Efficiency Leads Your Fleet

Taking steps to institute more efficient, forward-thinking business practices is a decision that will have a positive (and striking) ripple effect across your entire organization. Finding newer and innovative ways to handle not only your workers, but the vehicles they drive allows them to come together as one, functioning as a whole that is far more powerful than any one element could home to be on its own.

This is absolutely a proactive process, however – it’s less one major decision and more the result of a series of smaller-yet-critical ones. If you really want to improve your practices in terms of your employees, your fleet and ultimately your business, there are a few important things that you’ll need to keep in mind.

Use Technology as a Strategic Enabler

In order to gain better visibility into both your workers and your fleet in general, you should also be willing to embrace technology in terms of generating mission-critical data on a regular basis. GPS tracking deployed across your fleet is more than just a way to always know where your trucks are, for example. When applied properly, it can also be so much more.

It’s a way to monitor your driver’s safety practices, letting you know who is doing just what they should be and who could use a little more training. It’s a way to recognize opportunities for fuel savings and more efficient driving practices as quickly as possible. Depending on your industry, this data could even be leveraged to create an additional revenue stream – what clients wouldn’t love a chance to get an insight into your relationship in a real-time capacity?

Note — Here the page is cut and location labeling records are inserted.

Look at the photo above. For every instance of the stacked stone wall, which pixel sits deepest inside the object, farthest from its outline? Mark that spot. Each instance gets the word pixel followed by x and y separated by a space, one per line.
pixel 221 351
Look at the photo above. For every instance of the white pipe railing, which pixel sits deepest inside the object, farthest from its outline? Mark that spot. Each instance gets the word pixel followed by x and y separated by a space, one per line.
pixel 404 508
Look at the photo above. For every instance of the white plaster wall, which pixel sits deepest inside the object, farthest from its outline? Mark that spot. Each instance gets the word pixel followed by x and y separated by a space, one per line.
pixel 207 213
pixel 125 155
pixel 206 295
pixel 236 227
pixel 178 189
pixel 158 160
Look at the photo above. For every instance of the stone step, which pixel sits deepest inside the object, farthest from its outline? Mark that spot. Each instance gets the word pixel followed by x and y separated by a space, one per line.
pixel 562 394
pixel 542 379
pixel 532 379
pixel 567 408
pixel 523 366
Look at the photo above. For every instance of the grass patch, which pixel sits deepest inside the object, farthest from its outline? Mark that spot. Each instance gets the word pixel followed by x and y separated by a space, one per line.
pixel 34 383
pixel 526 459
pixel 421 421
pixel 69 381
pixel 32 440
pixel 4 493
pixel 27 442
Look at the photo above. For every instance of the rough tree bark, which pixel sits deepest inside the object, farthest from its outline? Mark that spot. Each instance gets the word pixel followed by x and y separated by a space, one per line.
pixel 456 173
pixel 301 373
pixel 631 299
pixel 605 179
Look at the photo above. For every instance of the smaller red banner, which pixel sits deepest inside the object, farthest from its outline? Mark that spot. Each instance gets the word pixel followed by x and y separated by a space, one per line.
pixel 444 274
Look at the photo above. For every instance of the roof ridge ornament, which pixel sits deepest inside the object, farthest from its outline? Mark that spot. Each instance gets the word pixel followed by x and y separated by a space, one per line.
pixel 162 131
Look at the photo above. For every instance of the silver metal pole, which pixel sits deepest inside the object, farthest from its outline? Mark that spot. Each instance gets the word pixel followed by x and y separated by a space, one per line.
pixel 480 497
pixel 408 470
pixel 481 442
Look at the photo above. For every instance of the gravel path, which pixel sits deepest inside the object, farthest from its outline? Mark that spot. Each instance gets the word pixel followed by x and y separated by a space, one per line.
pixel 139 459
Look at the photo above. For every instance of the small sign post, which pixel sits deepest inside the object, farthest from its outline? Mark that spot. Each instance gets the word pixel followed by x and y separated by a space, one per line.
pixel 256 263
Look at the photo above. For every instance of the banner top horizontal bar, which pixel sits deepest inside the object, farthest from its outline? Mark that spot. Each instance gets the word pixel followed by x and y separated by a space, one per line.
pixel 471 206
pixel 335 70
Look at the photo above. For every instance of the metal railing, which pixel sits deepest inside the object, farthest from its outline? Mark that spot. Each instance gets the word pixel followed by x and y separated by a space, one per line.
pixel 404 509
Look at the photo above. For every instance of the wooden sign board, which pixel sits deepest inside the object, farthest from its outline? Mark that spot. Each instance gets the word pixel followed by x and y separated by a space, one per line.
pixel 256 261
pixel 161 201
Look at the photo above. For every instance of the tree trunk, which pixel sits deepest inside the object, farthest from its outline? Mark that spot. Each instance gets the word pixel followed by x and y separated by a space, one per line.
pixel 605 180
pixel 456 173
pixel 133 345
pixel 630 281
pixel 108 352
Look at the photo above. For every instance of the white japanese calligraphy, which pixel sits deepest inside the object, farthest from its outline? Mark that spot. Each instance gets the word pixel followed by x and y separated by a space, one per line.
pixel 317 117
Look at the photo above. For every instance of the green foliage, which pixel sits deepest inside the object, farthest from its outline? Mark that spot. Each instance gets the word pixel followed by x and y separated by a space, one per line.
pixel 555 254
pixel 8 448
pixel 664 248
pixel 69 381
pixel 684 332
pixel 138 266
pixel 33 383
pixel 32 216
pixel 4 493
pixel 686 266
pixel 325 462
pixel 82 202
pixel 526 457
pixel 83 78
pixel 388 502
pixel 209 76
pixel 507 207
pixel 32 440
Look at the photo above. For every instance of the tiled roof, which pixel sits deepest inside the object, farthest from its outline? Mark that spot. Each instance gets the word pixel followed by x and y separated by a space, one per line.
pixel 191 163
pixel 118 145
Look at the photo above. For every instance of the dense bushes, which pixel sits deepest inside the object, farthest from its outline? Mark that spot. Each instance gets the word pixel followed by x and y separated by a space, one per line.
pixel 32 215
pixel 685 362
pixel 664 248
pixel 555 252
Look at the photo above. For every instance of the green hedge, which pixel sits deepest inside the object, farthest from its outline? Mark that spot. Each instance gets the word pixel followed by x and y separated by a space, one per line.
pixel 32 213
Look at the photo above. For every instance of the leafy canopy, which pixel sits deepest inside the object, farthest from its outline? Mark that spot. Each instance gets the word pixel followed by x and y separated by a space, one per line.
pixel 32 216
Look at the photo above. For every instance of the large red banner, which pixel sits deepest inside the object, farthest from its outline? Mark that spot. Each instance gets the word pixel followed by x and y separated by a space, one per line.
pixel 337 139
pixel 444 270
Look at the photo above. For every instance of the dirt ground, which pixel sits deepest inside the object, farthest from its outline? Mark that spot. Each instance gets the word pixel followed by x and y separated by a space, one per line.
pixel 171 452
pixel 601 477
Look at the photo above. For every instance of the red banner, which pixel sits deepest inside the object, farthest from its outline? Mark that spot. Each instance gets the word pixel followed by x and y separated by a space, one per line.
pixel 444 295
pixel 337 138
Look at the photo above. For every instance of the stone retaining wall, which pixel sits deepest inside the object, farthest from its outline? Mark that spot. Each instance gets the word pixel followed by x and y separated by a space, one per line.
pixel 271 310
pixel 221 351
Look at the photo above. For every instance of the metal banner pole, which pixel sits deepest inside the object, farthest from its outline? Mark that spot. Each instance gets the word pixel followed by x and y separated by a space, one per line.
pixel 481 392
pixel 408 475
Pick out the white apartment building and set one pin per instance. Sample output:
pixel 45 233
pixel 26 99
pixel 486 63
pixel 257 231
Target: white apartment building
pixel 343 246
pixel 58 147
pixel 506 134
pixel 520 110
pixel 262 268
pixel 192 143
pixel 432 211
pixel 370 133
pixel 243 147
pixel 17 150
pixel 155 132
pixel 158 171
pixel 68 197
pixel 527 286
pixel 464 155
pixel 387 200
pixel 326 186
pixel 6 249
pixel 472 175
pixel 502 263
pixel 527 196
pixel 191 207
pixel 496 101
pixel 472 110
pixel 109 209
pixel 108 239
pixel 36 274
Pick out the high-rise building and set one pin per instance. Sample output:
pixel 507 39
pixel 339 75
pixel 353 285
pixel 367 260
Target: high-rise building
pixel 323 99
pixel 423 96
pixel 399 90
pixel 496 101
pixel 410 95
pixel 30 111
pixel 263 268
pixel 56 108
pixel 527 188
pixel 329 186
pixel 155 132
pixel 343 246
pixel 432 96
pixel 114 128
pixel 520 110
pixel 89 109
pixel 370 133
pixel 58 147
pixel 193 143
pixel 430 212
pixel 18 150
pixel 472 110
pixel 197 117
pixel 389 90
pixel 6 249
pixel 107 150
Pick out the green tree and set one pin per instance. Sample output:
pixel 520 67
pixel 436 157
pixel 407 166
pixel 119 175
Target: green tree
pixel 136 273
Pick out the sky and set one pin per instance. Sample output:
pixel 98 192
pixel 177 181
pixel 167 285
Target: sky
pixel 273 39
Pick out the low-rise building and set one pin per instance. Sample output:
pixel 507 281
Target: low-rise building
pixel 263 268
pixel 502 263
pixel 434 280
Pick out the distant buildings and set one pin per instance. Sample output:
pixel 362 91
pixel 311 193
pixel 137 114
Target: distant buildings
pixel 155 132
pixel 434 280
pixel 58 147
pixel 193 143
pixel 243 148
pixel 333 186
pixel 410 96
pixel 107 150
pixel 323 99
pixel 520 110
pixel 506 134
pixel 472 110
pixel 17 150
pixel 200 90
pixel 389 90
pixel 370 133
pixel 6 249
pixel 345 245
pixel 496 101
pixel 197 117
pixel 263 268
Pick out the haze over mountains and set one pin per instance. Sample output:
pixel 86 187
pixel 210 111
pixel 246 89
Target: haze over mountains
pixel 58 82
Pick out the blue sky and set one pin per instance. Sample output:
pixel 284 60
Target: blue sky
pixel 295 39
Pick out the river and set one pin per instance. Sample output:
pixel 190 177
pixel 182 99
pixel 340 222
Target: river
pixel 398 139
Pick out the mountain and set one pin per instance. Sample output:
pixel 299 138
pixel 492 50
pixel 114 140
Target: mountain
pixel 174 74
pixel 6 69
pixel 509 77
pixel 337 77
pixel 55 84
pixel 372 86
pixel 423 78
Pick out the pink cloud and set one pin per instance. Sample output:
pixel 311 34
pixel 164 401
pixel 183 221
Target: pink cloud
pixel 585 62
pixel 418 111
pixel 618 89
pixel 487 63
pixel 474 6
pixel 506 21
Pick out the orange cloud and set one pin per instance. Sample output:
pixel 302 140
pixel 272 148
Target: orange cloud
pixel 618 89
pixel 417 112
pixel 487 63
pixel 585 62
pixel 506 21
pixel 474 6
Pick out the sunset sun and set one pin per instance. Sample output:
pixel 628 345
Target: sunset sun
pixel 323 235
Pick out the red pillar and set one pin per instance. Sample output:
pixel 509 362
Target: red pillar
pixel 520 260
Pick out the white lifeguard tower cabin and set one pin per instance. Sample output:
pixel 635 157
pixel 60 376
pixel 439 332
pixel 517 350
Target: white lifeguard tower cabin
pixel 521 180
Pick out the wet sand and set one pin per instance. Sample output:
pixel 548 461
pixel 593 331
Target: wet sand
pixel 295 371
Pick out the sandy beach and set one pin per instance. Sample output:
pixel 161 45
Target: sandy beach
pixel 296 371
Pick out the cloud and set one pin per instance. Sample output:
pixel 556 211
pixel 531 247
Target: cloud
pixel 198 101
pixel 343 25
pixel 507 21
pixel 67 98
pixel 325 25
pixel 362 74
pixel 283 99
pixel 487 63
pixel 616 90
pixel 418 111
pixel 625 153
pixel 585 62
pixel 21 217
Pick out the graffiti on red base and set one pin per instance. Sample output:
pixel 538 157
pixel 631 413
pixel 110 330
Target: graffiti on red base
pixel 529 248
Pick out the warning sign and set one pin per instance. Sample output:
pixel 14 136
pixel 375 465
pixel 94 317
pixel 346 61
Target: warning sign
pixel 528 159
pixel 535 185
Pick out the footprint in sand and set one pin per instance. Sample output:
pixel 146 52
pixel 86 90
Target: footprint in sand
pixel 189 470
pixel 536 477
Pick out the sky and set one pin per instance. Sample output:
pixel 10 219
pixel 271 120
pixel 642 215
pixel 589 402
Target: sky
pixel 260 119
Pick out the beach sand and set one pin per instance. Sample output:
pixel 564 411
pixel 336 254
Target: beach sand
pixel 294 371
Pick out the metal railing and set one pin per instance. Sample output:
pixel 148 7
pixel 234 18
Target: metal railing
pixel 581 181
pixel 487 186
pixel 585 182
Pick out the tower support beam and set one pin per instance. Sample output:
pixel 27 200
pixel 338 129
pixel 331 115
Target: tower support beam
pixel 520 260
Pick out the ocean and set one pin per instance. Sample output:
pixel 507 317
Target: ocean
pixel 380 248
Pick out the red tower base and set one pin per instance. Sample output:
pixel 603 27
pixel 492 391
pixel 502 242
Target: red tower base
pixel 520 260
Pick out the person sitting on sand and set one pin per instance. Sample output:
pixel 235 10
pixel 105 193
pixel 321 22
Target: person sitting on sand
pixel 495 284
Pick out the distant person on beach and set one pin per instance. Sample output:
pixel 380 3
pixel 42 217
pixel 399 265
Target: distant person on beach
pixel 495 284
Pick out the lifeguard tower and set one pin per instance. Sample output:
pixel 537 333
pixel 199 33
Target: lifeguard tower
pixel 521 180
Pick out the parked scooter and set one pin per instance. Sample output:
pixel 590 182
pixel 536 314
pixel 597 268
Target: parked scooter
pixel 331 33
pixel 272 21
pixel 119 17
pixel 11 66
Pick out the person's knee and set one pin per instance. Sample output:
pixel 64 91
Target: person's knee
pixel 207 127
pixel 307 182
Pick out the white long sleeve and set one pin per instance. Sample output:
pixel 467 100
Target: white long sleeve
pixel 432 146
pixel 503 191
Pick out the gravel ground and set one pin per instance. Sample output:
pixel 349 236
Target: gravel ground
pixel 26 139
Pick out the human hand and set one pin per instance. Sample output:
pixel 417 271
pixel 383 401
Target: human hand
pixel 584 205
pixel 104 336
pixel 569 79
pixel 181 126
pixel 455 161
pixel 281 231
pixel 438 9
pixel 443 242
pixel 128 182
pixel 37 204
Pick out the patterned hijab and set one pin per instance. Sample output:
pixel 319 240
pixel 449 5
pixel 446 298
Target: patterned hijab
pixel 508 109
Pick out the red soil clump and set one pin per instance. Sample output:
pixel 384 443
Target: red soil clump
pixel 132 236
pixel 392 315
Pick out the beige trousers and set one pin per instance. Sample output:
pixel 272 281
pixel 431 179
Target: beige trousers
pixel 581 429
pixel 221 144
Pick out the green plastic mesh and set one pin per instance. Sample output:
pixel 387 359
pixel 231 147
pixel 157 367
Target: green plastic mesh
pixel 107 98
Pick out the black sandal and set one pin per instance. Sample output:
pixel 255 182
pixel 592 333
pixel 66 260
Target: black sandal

It’s About Acting, Not Reacting

Another essential best practice when it comes to more efficient running your business comes down to the difference between reactive and proactive management. Consider it from the perspective of maintenance. Why wait until something breaks down and pay for a $1500 repair when you could do preventative maintenance today for just $800?

These are the types of things you need to be thinking about, but they don’t stop there. Don’t wait until one of your drivers gets into an accident to invest in additional training. Do it now. Make an effort to understand what your drivers are doing when they think you’re not looking. Get ahead of a problem today to mitigate risk tomorrow and possibly avoid it altogether.

You Don’t Operate in a Vacuum

Another one of the most essential ways to create a more efficient business is to break down the barriers between decision makers and employees. Don’t let your staff operate in a silo, locked away from the rest of your business. Stay engaged with your employees. Ask questions about what they need to do their jobs. Ask what the phrase “working smarter, not harder” means in the context of their daily lives.

In essence, stop looking at employees as line items on a balance sheet and start looking that in terms of the true pillars of your organization that they really are.

The Importance of the Long Game

Finally, planning. When it comes to creating a better and more management process, the importance of actively working to create a measurable long-term strategy is something that cannot be overstated enough. Always keep one eye fixed towards the future at all times. Renovate your work trucks for further added resale value. Use today to come up with a rock-solid method of funding the purchasing of replacement vehicles or the embracing of new technology tomorrow. Make an active effort to stay abreast of new technologies that might make your job easier, or pertinent regulatory laws and industry standards that are constantly evolving.

Above all, understand that building a more efficient fleet is not something you are able to do once and abandon. It’s a complicated process that takes time – and something that you should think about progressively on a daily basis.